6.1.07

Escribo


La sentencia es mirar. Mirarte, en realidad. Bueno, me desdigo: es vivirte. Porque ya no estás. Cada vez que te vivo estás un poco menos. Te vas. Los colores fríos empañan las motas del cristal. Incluso invaden a las gotas de lluvia que descienden en slalom ateridas de lástima, imitando a sus hermanas las lágrimas pero sin su alegría: malinterpretadas, como siempre. Te escribo -gritando- en trazos de auxilio verde y voz desgarrada sin off. ¡Escúchame!

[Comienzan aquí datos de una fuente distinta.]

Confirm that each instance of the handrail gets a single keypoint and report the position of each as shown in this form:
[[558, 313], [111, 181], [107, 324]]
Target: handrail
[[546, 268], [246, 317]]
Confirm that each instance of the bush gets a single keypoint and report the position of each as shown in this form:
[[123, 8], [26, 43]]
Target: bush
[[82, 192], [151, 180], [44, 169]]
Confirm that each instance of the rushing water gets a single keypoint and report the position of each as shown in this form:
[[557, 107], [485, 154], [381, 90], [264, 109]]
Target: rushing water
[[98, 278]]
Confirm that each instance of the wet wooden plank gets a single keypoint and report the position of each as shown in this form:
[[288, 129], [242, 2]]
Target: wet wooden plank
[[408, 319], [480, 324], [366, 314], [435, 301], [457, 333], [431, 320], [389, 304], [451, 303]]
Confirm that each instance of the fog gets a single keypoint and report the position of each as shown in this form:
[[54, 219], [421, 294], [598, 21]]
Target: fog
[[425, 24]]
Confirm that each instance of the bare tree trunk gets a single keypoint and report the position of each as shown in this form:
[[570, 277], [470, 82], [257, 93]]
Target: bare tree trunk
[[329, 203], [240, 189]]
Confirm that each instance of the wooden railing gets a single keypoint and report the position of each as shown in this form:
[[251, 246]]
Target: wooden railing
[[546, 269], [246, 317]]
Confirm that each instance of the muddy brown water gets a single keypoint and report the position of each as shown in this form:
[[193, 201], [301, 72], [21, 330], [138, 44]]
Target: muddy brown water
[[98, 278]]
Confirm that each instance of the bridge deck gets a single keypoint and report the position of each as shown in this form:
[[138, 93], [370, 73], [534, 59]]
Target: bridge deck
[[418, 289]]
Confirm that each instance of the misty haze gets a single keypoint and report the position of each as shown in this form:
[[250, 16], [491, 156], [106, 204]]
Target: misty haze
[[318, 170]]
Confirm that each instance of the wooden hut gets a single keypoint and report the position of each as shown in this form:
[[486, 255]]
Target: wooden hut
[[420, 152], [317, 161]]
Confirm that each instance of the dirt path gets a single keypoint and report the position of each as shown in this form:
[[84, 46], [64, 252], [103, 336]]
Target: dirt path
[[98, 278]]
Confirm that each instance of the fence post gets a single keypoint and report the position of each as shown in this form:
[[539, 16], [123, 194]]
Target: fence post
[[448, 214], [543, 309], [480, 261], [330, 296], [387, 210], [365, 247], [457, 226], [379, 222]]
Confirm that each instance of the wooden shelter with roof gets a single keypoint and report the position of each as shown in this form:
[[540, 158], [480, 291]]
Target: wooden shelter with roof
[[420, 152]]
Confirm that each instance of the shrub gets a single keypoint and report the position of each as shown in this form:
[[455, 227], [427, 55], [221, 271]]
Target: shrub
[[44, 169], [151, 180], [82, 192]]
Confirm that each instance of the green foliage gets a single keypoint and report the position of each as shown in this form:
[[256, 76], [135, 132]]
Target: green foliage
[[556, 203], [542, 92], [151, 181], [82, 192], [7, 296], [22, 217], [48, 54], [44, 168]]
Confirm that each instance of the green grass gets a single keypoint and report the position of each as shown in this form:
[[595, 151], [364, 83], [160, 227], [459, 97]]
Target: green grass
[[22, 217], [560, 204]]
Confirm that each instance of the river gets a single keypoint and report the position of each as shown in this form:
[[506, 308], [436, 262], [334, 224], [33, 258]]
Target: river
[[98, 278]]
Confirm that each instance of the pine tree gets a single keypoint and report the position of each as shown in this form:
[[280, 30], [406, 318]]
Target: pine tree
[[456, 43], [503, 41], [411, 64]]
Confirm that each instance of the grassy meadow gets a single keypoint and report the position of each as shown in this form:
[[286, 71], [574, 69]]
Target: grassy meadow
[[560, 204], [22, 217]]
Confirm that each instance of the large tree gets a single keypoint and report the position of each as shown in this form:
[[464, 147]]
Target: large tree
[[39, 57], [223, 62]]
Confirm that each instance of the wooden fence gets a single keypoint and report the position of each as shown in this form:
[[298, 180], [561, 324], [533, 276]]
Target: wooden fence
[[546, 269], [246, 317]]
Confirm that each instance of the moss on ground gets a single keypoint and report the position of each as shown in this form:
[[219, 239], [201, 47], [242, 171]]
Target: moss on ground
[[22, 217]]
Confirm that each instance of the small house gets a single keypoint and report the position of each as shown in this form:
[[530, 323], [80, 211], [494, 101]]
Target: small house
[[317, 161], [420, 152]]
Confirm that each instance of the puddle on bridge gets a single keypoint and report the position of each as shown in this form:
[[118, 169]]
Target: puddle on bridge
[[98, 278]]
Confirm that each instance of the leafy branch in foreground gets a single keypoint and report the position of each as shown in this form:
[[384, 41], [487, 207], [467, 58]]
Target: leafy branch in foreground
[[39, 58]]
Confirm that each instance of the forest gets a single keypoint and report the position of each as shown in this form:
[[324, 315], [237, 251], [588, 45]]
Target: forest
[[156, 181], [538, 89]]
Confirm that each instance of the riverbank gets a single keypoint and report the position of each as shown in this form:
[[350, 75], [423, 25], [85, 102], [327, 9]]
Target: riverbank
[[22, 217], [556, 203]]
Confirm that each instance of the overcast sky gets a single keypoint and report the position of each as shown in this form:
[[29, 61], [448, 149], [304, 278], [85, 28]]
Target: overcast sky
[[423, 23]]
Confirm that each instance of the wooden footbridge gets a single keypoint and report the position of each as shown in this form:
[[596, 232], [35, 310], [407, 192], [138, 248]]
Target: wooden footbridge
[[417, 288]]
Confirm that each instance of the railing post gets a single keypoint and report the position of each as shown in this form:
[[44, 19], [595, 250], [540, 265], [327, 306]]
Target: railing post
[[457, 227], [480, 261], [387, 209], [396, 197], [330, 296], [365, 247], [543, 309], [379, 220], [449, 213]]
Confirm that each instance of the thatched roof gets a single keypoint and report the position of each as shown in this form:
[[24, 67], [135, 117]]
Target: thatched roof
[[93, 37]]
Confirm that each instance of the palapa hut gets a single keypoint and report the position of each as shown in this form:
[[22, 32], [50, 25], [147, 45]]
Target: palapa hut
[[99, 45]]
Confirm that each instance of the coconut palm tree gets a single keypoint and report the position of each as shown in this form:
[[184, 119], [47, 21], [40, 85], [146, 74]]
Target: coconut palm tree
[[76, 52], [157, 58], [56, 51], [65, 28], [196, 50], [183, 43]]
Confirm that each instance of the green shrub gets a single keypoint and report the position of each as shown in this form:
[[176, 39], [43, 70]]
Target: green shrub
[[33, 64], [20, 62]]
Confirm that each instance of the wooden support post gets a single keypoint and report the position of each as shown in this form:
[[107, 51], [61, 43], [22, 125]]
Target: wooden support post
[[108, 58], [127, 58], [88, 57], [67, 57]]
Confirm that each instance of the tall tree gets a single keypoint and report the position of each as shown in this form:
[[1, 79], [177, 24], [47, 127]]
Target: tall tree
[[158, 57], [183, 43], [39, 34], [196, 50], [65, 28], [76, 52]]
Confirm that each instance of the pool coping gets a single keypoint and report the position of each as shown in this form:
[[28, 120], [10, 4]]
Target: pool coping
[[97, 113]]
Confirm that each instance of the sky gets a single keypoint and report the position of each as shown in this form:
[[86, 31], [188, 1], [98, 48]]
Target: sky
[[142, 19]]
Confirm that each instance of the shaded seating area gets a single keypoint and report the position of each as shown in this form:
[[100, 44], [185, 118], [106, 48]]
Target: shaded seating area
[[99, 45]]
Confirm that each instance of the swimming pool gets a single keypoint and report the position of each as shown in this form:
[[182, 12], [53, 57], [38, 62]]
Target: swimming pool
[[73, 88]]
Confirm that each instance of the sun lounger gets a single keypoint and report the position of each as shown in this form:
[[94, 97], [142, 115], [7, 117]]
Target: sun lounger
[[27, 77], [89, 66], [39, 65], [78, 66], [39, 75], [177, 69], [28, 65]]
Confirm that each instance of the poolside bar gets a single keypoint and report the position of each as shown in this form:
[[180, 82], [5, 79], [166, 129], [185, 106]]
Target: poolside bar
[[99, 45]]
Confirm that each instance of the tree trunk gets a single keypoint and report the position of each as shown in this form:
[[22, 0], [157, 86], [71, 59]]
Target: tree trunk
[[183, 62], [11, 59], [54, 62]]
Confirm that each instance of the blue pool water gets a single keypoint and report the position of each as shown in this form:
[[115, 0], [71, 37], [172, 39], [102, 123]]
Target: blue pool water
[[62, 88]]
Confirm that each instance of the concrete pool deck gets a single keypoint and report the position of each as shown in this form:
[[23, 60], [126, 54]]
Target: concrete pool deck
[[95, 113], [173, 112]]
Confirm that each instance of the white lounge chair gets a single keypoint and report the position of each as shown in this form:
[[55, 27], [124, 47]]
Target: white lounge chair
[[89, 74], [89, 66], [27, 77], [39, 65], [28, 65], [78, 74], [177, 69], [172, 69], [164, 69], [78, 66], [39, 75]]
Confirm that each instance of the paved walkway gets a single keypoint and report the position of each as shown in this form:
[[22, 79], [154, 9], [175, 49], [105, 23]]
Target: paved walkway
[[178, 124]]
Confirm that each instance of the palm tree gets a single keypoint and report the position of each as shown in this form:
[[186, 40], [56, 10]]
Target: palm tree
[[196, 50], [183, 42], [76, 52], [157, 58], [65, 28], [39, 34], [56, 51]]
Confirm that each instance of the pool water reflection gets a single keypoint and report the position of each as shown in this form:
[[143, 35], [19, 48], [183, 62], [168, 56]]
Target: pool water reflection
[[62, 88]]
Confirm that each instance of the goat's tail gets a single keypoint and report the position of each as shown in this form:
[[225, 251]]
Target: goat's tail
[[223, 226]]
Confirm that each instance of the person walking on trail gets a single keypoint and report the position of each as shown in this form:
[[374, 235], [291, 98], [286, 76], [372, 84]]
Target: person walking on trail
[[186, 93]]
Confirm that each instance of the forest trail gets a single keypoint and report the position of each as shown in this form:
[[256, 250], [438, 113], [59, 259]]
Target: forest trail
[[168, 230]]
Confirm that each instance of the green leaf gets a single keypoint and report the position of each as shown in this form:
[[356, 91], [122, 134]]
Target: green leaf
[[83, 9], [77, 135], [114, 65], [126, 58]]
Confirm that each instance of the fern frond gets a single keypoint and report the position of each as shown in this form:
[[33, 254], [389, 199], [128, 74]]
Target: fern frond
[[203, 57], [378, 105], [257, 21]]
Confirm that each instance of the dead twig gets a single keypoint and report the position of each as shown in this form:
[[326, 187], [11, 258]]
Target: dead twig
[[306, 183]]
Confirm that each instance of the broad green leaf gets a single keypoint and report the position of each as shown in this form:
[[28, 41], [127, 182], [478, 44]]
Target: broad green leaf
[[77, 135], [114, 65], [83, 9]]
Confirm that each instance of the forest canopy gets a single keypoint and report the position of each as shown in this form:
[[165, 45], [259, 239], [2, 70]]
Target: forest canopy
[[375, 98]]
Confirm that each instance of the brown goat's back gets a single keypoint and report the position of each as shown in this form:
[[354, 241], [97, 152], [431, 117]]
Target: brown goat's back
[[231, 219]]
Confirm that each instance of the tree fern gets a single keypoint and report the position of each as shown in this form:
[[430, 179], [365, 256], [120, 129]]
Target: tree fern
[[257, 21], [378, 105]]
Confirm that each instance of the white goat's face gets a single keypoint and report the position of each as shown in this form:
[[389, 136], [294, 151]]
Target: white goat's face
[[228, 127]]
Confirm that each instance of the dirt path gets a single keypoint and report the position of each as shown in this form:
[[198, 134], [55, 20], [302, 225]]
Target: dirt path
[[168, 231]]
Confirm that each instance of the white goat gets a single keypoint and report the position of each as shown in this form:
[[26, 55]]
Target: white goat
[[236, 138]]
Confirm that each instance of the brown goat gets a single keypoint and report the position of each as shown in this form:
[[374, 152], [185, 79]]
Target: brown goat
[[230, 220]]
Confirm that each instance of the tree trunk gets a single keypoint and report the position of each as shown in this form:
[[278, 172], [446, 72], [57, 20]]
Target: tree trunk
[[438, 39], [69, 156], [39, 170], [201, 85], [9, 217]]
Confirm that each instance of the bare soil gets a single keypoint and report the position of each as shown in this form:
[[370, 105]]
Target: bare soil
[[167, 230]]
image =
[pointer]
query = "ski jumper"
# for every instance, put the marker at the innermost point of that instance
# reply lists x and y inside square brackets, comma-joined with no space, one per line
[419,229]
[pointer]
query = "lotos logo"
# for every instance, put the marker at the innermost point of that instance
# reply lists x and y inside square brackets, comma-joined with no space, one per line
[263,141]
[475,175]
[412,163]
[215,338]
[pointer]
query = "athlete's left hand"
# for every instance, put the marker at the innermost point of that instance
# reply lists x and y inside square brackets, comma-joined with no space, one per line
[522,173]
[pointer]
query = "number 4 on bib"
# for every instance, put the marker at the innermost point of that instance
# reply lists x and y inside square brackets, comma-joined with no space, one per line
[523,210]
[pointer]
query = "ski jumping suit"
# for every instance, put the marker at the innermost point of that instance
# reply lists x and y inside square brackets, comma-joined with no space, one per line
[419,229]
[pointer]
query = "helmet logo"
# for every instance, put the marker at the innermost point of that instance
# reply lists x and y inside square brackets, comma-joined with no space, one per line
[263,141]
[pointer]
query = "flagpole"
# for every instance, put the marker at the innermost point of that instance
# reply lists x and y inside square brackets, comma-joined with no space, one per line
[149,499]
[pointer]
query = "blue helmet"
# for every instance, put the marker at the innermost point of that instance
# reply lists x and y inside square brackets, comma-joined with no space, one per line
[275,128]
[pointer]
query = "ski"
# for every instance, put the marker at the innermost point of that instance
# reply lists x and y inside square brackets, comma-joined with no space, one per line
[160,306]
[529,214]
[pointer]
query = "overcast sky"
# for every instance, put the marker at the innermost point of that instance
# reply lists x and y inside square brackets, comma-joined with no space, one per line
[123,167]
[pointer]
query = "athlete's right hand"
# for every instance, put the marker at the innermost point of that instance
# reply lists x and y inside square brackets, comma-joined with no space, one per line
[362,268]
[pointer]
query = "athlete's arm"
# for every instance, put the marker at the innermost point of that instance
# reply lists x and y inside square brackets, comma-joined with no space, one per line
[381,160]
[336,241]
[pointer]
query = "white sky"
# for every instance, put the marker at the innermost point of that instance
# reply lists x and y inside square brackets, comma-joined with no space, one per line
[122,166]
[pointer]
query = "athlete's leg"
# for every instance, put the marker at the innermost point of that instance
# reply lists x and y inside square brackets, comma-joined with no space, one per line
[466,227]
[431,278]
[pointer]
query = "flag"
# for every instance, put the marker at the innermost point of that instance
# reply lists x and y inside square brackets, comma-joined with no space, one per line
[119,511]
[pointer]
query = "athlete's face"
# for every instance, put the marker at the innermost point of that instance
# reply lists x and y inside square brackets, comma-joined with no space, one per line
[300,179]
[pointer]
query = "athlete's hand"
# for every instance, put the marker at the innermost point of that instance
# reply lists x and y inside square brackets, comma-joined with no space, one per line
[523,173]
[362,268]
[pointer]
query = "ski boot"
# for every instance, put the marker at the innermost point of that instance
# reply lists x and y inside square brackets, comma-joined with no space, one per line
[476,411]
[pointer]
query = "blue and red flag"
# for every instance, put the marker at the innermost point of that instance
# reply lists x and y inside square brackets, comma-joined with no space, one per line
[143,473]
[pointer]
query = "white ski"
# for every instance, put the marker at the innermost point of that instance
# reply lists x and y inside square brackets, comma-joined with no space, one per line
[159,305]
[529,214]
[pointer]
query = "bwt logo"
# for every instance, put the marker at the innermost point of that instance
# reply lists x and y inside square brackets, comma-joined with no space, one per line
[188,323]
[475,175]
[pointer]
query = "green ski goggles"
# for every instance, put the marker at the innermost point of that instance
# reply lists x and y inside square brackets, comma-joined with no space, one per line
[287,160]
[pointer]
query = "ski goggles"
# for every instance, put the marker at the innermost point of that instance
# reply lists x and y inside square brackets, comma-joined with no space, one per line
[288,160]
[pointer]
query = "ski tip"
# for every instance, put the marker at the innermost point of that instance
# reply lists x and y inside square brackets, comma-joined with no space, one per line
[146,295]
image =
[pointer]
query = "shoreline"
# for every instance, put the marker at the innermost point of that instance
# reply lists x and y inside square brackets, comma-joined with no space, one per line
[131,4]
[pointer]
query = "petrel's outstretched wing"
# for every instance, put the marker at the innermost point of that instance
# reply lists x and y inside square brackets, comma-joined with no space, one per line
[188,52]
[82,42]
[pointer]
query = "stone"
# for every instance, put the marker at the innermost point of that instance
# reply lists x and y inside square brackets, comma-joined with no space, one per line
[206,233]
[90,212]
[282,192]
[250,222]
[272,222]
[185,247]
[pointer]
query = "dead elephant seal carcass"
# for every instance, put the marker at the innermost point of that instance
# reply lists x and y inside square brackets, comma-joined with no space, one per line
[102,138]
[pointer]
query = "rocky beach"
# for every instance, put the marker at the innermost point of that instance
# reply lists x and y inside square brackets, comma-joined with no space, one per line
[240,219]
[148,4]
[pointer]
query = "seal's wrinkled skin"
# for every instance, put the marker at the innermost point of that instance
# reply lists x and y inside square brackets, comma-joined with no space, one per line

Yo querría amarte, acariciarte mil veces, besarte hasta la extenuación y un poco más allá, agasajarte con mis más inconscientes esencias, retenerte entre mis brazos cálidos, pensarte en instantes invertebrados, olerte como si fueras primavera y no existieran las alergias ni sus impúdicos estornudos, presentarte a mis dudas y darles un insolente adiós con la mano, visitarte después del trabajo y llevarte una bolsa de conguitos derretidos en mi mano –mi mano siempre subida de temperatura, siempre tan erótica- para que te entretengas despegándolos, mediándoles y ofertándoles la paz de tu apetito. Yo querría tanto de ti, tanto querría darte de mí. Yo querría degustarte, beberte poco a poco, catarte como si fueras reserva. Yo querría escucharte canciones de piano, al mismo Chopin salir de tu memoria. Yo querría tenerte agazapado en mi comprensión. Yo querría amanecer contigo. Pero, ¿cómo hacerte el amor cada noche al regresar a nuestra cabaña de sábanas? Eso, dime, ¿cómo hacerte un único, simple y bonito amor?
Y, a todo esto, qué más da lo que yo quiera si te me vas de las manos cuando trato de apretarte contra mi alma. Si te escapas de mi vida. Si te apagas cuando me marcho. Si te vas, mundo... Te me vas. Vuelve, anda, vuelve a un te me vas ya vivido antes. ¡Mundo, leñe! Vuélvete a escribir.